We Bought Another Minivan (With Cash!)
We have not placed a lot of value on vehicles since we bought our Jeep Grand Cherokee. It was a mistake that led us on this financial journey eventually, and hopefully the one and only car payment we will ever have. Since then, we've had the goal of paying cash for vehicles, but other priorities kept us from actively saving to replace them.
But, 2018 being the 20th year of life for our salvage title-grand prix-high school car-given to Kelsey by her parents-now just a work-car, it was starting to act it's age (rusting through the frame, brake lines rusting and needing replaced, etc.). I have felt this downhill slide for a few years, but we still hadn't made it a priority to save for the next vehicle until last March. Since then, all extra dollars went toward a vehicle replacement fund until we could buy something to replace the car. But there are endless options in the used car market, so the next problem was narrowing down the search...
We put less than average miles on our secondary vehicle (currently the grand prix), maybe 5-6 thousand miles a year, which is what kept the Grand Prix running for two decades.

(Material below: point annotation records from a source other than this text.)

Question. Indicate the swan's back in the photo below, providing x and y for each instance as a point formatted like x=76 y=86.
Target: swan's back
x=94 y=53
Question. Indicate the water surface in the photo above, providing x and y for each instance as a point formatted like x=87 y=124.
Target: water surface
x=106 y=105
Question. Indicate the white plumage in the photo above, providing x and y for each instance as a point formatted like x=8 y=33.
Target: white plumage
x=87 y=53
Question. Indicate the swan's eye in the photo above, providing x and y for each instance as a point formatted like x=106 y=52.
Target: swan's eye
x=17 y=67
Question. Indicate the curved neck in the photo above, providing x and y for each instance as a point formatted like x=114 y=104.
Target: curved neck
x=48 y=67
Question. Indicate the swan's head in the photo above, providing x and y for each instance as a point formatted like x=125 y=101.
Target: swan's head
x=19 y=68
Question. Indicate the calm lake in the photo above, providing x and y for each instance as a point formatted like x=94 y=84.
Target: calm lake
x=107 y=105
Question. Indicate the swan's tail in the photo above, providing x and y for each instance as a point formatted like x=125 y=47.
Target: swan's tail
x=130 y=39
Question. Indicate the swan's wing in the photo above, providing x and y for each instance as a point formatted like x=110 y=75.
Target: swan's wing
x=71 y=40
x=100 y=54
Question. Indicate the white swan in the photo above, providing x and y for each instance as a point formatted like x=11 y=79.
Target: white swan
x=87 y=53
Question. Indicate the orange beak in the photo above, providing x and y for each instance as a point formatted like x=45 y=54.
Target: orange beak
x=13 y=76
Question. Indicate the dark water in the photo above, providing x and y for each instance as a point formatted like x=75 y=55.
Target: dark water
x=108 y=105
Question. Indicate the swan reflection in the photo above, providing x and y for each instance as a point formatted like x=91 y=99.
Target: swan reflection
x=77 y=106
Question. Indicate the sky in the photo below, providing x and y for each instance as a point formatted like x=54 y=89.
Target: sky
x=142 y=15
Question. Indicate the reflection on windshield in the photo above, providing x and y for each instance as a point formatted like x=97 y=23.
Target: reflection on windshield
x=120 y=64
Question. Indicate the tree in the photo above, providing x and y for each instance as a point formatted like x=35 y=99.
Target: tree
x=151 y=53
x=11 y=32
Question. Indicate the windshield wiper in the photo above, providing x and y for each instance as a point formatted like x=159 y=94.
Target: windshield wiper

We primarily drive our 2006 Dodge Grand Caravan as our family vehicle and Kelsey drives it to work. It's the only vehicle that has a car seat for both kids. I occasionally haul Rooney in the Grand Prix.
Our search criteria for the next vehicle...
- $10,000 or less
- 2010 or newer
- 100,000 miles or less
- Must have at least 4 doors (the two door coupe was awesome...when Kelsey was in high school)
We committed $200 a month plus anything extra that came our way (bonuses, raises, extra paychecks, end of month surplus). It didn't feel like we were making much progress throughout the year, but once we sat down to do our taxes in February, we realized we would be getting a larger refund than last year and it would significantly help us get toward our goal: $10,000 to buy a used car.
We started looking for a car, but then started thinking about our current minivan and how it might be better to replace that for the family. It has 160K+ miles, is now 12 years old, and is where the most miles accumulate throughout the year. Plus, we did just put about $2,000 into it to replace a water pump, new tires, tie rod ends, and other maintenance repairs last summer/fall). So, we thought it would be best to get rid of the Grand Prix, find a newer minivan for Kelsey to drive to work/family vehicle, and semi-retire the older 2006 minivan while we save up again for another work car for me(hopefully in a year or so).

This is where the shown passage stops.